The Line That Should Never Be Blurred

Emily - San Antonio, Texas
Entered on October 16, 2008

When election time rolls around, most presidential hopefuls start to kiss-up to every group of people that might vote for them. They use their values and policies as selling points, but they also use their religious views to try and draw in potential voters. When politicians bring religion into the picture it always troubles me, because I believe in the separation of Church and State.

This country was founded on freedom of religion. People have the right to believe, or not believe, in anything they wish. Having a president that bases all of his or her decisions on his or her own religious views (and not what’s best for the country is a scary thought).

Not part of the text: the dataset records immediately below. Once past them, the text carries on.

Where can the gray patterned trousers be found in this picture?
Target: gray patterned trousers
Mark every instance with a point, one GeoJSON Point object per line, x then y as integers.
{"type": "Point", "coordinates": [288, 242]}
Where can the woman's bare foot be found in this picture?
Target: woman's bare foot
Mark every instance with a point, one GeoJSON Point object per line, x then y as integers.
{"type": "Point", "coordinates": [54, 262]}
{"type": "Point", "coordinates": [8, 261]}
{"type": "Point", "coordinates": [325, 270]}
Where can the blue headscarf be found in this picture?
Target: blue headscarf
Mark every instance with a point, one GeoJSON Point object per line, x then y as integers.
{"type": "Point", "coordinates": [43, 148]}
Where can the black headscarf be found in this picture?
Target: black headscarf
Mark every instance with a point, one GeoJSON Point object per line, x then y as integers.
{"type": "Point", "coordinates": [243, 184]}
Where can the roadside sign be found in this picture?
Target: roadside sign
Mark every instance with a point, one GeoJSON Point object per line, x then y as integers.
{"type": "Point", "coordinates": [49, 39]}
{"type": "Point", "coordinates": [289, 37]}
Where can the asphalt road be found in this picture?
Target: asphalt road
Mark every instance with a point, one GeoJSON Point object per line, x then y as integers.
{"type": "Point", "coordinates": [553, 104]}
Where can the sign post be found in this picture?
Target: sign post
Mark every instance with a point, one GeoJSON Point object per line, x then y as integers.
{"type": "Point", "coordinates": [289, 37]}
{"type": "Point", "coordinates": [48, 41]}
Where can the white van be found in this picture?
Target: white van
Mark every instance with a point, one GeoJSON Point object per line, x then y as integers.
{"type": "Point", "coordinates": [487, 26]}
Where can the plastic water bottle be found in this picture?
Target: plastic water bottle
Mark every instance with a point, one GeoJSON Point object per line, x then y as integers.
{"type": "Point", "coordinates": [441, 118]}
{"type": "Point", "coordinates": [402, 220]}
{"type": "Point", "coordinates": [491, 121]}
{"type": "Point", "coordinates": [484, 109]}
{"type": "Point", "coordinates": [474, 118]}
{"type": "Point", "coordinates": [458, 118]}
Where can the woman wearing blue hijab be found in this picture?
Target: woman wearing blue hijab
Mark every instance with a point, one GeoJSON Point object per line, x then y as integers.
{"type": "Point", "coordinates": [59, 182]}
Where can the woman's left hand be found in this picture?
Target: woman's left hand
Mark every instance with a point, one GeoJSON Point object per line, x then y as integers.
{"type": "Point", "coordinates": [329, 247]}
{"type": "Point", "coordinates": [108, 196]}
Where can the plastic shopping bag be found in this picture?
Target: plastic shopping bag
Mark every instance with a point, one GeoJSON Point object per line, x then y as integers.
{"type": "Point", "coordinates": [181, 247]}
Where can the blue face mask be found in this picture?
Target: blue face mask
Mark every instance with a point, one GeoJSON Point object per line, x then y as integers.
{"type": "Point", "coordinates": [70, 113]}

I get nervous when a politician thinks creationism should be taught in school. Not everyone believes that God created everything, and it shouldn’t be the government’s job to tell people what they should believe. I’d rather stick with learning what is scientifically proven, not what people believe happened.

The government should have no say in who is allowed to get married to whom. Marriage has nothing to do with politics, and it should stay that way. The government and people, who it doesn’t affect, should have no say in whether or not gay marriage is legal. It doesn’t affect straight people or the government in a negative way. In fact, it does not affect them at all. Gay marriage is definitely a topic where the lines of church and state often get blurred. In my opinion, those lines should never be blurred to begin with. Someone cannot let their religion dictate other people’s (who may not share the same beliefs) lives.

Politicians shouldn’t be able to decide what a woman can do with her body just because they don’t agree with her decisions. The worst thing is when a male politician, who believes that abortion is wrong, thinks he can make a personal decision for a woman. He has no idea, but because his view is “right” it must be turned into law. The decision to have, or not to have, an abortion is the decision of the women involved, and no one else. It is her body and the government should never be allowed to make a decision that personal for someone.

I believe in the separation of Church and State because I don’t want to be told what I can and cannot do based on a religion that I don’t belong to. When I see political ads that have a politician using their religion and promising laws based on their religion, I tend to want to vote for someone else.